HAIR, wax, rouge, honey, teeth you buy,
A multifarious store!

A mask at once would all supply,
Nor would it cost you more.

ON PEDIGREE.

FROM EPICHARMUS.

My mother! if thou love me, name no more
My noble birth! Sounding at every breath
My noble birth, thou kill'st me. Thither fly,
As to their only refuge, all from whom
Nature withholds all good besides; they boast
Their noble birth, conduct us to the tombs
Of their forefathers, and, from age to age
Ascending, trumpet their illustrious race:
But whom hast thou beheld, or canst thou name,
Derived from no forefathers? Such a man
Lives not; for how could such be born at all?
And, if it chance that, native of a land
Far distant, or in infancy deprived

Of all his kindred, one, who cannot trace
His origin, exist, why deem him sprung
From baser ancestry than theirs who can?
My mother! he whom nature at his birth
Endow'd with virtuous qualities, although
An Ethiop and a slave, is nobly born.

BY MOSCHUS.

I SLEPT when Venus enter'd: to my bed
A Cupid in her beauteous hand she led,
A bashful seeming boy, and thus she said:

"Shepherd, receive my little one! I bring
An untaught love, whom thou must teach to sing."
She said, and left him. I, suspecting nought,
Many a sweet strain my subtle pupil taught,
How reed to reed Pan first with osier bound,
How Pallas form'd the pipe of softest sound,
How Hermes gave the fute, and how the quire
Of Phoebus owe to Phoebus' self the lyre.

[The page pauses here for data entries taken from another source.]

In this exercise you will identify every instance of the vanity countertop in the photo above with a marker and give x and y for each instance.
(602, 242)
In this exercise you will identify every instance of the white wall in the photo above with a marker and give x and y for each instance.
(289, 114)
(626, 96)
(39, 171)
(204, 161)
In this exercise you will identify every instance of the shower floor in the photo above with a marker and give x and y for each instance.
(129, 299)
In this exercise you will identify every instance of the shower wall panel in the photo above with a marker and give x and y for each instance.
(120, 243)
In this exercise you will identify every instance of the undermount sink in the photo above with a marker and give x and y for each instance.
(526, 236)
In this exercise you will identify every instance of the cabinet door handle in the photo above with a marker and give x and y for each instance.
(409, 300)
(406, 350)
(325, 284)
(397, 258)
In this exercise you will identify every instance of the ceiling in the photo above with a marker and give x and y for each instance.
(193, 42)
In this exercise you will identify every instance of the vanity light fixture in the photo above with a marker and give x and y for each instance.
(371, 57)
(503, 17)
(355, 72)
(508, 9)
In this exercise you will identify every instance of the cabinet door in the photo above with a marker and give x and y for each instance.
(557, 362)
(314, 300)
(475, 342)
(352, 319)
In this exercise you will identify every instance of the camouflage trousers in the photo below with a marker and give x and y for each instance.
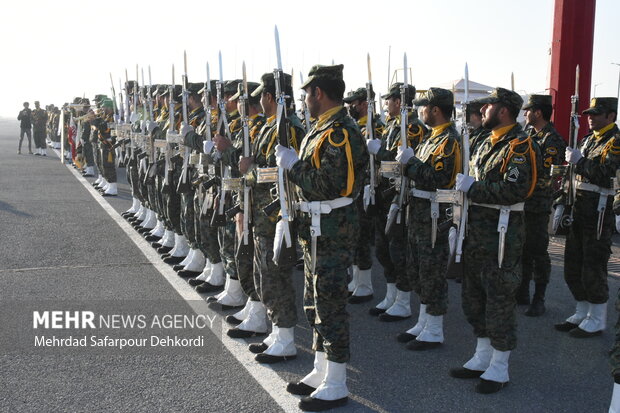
(488, 292)
(325, 290)
(585, 257)
(615, 350)
(536, 259)
(426, 266)
(108, 157)
(274, 284)
(363, 258)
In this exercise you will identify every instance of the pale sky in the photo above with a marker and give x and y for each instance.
(54, 51)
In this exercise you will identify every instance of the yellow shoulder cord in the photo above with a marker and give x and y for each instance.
(530, 150)
(316, 159)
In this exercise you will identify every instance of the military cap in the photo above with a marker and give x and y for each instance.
(252, 86)
(359, 94)
(268, 84)
(435, 96)
(395, 91)
(213, 87)
(505, 96)
(538, 101)
(230, 87)
(602, 105)
(320, 72)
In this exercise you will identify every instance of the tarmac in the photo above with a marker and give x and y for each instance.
(61, 242)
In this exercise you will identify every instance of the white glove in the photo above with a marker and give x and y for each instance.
(286, 157)
(404, 156)
(185, 129)
(464, 182)
(150, 126)
(207, 146)
(373, 145)
(573, 155)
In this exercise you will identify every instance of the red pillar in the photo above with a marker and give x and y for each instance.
(572, 44)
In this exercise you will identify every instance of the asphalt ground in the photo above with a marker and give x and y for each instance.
(58, 243)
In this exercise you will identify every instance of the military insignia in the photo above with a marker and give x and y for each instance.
(513, 175)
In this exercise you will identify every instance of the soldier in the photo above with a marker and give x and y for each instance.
(360, 286)
(39, 121)
(391, 249)
(25, 118)
(536, 259)
(502, 176)
(434, 166)
(274, 283)
(329, 175)
(588, 244)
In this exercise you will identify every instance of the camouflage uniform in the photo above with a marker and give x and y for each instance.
(505, 171)
(434, 166)
(333, 157)
(585, 257)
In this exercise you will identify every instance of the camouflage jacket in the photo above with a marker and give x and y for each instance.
(333, 157)
(504, 174)
(263, 150)
(601, 159)
(552, 148)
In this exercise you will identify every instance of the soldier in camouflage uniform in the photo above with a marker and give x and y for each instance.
(391, 249)
(502, 176)
(434, 166)
(274, 284)
(329, 175)
(360, 286)
(588, 244)
(536, 259)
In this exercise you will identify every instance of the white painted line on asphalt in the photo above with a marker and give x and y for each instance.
(264, 375)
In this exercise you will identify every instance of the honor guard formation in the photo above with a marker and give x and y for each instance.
(235, 186)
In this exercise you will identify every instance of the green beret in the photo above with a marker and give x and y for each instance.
(360, 94)
(602, 105)
(320, 72)
(505, 96)
(536, 101)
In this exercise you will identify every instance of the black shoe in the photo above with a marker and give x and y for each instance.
(358, 299)
(536, 309)
(269, 359)
(300, 389)
(231, 319)
(566, 326)
(257, 348)
(310, 404)
(376, 311)
(388, 318)
(188, 273)
(417, 345)
(463, 373)
(194, 282)
(173, 260)
(405, 337)
(237, 333)
(579, 333)
(206, 287)
(489, 386)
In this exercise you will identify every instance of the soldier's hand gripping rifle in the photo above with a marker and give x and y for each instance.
(396, 213)
(563, 216)
(219, 216)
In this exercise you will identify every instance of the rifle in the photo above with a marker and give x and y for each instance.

Such were my themes; my themes nought heeded he,
But ditties sang of amorous sort to me,

The pangs that mortals and immortals prove
From Venus' influence and the darts of love.
Thus was the teacher by the pupil taught;
His lessons I retain'd, he mine forgot.

BY PHILEMON.

OFT we enhance our ills by discontent,
And give them bulk beyond what nature meant.
A parent, brother, friend deceased, to cry—
He's dead indeed, but he was born to die"-
Such temperate grief is suited to the size
And burden of the loss, is just and wise.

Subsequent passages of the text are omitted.